Robert Robb, The Republic | azcentral.com3 p.m. MST March 18, 2016
The reaction to Secretary of State Michele Reagan’s campaign finance law rewrite is overwrought, particularly the accusation that it reduces disclosure for dark-money groups.
What disclosure? The dark-money scolds routinely complain that existing disclosure laws are toothless. And, in terms of forcing disclosure of campaign contributors who prefer to remain anonymous, they are.
Existing law requires registration and reporting of contributions if the “primary purpose” of a group is “influencing the results of any election.” Dark-money groups claim that their primary purpose is otherwise or that the money they spent was issue advocacy, not to influence an election.
And if they register and report, funding sources are nested so the only contributions disclosed are from other innocuous sounding organizations.

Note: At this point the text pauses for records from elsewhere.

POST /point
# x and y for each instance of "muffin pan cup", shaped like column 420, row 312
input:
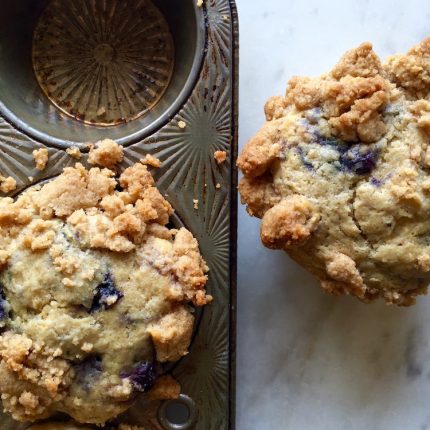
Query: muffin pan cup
column 195, row 116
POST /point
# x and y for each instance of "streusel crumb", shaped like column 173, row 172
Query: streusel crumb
column 95, row 288
column 74, row 152
column 339, row 174
column 7, row 185
column 106, row 153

Federal laws and regulations limit the amount of political activity nonprofits can engage in. They have to mostly do other stuff. The Reagan reform would deem conforming federal nonprofits not to have the primary purpose of influencing an election under Arizona law.
This is what lawyers call a bright-line test, something that can be determined without subjective judgment.
Bright-line tests are good in campaign laws. There should be more of them.
The Reagan reform is a dark-money sideshow. The real problem is that no one has yet figured out how to craft a law that would actually force the disclosure of contributors who prefer to remain anonymous.
If anyone ever makes that breakthrough, that will be the time to beat the drums for dark-money disclosure reform.
The Reagan rewrite, however, is intended to clean up existing law, not blaze new ground. While awaiting such a breakthrough, the proposed bright-line test for “primary purpose” is a defensible clarification.